Small Thoughts

Lift Off #18 – Testing is Better Than Guessing

Podcast Notes:

“Perhaps one time in fifty, a guess might be right. But fifty times in fifty an actual test tells you what to do and avoid.” – Claude Hopkins, My Life in Advertising.

Claude talks a lot about the guess work that brands do with their advertising. He scorns the typical, “by our brand and not theirs” message. He strongly advocates testing advertising ideas out on smaller markets before spending too much money on one tactic.

In the digital world, this is so easy to do. A/B testing headlines, web pages, landing pages, email subject lines, calls to action and PPC ad copy is built into most services. You don’t have to wander blindly through the fog of cyber content, hoping that your headline or image will catch on.

Claude Hopkins was successful in marketing because he knew what people wanted. While other companies were promoting their technical prowess, Claude appealed to the base desires of his customers. But sometimes those desire weren’t apparent. Sometimes he was contracted to advertise a new product and he would perform simple, small market tests to gain greater understanding of his customers.

Regardless of whether the product was new or a cultural icon, Claude would often pick an average city and test out his advertising ideas there first. Depending on the results, he would scale up distribution or cut off the project.

Testing was simple back then and it just might be even easier now. I’m not just talking about analytics software. Claude would get market insight by asking customers their opinion. In his day, you would have to mail out samples, paying postage for the mail out and for their replies. Now, if you have an email list, a Facebook page, and Twitter following, or LinkedIn Connections, it’s absolutely free to solicit your market’s opinions.

Analytics software will help you track customer behaviour and interaction with your brand. That is extremely valuable because behaviour speaks louder than words. But often analytics data is left up to interpretation.
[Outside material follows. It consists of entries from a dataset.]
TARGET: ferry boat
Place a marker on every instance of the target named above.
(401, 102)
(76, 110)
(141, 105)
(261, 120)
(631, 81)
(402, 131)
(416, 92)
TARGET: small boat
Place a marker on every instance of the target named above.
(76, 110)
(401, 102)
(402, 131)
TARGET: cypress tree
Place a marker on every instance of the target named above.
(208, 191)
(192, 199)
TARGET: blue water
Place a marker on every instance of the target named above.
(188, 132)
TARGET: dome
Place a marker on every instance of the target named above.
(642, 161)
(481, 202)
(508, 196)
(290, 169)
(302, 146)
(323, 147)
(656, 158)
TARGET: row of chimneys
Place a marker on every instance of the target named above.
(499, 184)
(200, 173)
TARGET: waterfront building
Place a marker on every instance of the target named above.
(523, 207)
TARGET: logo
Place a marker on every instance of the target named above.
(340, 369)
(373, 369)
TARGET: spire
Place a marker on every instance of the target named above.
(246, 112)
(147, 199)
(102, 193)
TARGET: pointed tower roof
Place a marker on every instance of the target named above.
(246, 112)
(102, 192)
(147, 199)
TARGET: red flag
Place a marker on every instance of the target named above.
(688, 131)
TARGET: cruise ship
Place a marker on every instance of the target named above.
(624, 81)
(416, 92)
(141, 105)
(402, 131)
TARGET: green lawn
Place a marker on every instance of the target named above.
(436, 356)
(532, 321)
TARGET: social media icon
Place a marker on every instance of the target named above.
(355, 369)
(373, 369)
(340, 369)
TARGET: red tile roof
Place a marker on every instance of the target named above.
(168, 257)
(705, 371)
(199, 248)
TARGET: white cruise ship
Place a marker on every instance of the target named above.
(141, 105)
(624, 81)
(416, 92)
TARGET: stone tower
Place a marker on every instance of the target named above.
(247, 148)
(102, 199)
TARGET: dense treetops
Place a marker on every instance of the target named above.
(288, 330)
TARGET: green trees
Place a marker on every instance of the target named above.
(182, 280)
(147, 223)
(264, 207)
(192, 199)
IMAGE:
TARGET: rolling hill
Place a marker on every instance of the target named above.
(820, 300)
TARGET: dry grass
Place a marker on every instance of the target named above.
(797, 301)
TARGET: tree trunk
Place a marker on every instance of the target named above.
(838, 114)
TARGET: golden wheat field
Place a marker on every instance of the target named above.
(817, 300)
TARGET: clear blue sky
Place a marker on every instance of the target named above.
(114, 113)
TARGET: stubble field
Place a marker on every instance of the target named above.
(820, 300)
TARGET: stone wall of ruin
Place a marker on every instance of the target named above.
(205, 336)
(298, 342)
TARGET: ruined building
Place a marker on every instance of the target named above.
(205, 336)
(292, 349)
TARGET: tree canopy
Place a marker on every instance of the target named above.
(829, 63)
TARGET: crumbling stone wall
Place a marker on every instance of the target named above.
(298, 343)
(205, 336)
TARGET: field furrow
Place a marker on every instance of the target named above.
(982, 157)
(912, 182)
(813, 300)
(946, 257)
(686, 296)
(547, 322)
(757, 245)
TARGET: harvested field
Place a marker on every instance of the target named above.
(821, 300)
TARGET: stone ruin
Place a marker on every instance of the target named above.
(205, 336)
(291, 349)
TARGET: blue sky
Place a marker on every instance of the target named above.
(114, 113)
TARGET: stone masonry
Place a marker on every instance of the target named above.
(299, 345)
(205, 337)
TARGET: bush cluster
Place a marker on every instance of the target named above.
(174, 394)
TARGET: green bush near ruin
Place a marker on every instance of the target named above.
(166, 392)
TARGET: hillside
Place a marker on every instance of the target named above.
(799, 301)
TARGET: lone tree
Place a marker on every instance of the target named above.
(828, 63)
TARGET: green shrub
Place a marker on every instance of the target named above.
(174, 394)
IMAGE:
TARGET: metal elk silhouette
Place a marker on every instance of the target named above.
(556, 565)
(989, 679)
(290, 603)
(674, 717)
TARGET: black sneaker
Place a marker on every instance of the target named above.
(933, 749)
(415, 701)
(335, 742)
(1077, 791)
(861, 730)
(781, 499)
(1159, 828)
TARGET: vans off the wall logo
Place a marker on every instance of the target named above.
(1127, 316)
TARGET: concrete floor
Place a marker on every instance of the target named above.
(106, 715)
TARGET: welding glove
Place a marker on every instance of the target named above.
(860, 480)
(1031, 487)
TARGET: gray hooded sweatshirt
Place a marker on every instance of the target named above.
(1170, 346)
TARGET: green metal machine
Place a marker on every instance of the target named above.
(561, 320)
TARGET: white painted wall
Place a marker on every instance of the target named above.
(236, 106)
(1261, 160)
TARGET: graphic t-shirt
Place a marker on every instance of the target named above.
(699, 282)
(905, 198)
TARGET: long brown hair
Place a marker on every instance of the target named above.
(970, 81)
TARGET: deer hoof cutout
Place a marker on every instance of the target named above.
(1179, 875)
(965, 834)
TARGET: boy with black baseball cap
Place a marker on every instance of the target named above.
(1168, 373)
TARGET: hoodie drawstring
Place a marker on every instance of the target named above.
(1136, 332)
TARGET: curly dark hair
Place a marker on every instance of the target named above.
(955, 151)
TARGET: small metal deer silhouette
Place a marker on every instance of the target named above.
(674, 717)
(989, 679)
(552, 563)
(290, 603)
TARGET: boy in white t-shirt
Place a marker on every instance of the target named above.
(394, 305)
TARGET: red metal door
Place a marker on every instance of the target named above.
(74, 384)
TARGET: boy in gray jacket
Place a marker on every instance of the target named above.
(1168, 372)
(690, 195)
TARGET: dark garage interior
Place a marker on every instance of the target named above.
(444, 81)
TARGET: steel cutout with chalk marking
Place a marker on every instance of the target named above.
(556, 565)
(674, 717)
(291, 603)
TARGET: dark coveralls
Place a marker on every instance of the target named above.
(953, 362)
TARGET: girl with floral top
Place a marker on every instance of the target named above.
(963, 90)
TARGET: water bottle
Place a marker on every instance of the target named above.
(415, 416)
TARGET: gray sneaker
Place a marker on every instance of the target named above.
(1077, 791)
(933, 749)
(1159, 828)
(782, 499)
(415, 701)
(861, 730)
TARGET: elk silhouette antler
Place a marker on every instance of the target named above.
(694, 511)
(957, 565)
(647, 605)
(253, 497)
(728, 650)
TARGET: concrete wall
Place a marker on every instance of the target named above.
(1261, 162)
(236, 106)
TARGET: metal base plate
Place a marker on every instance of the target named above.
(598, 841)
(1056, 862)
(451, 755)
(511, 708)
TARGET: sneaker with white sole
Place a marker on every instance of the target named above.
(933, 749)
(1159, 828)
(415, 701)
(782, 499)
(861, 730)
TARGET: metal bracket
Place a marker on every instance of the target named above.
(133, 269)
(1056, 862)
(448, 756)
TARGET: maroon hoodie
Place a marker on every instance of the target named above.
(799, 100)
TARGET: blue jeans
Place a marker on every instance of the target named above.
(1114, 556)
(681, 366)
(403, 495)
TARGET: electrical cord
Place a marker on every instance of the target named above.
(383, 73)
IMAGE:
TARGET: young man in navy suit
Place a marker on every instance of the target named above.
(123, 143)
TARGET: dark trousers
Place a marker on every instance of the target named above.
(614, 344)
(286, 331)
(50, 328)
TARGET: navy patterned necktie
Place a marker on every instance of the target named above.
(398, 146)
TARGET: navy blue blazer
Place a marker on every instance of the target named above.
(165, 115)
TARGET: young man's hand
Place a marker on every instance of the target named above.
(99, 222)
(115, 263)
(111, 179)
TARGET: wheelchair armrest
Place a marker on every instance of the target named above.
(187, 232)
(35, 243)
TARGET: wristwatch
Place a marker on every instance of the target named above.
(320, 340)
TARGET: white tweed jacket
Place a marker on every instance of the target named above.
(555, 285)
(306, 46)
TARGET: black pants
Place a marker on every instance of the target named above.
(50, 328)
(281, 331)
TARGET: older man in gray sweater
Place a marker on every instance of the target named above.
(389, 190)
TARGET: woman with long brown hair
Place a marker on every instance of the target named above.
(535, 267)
Asking the customer direct questions leaves little room for guessing.

What kind of testing can you incorporate into your marketing that will sharpen your edge and extend your reach?

  • What does your marketing process look like? Are the creative elements of your campaigns educated guesses or tested concepts?
  • What questions would you ask on a survey to unlock your customer’s desires?
  • Where would you test your concepts first?
  • Who is your most profitable persona?
  • How will you scale up your advertising if it proves successful?
  • Are you ready to dump a concept if it is rejected in the testing?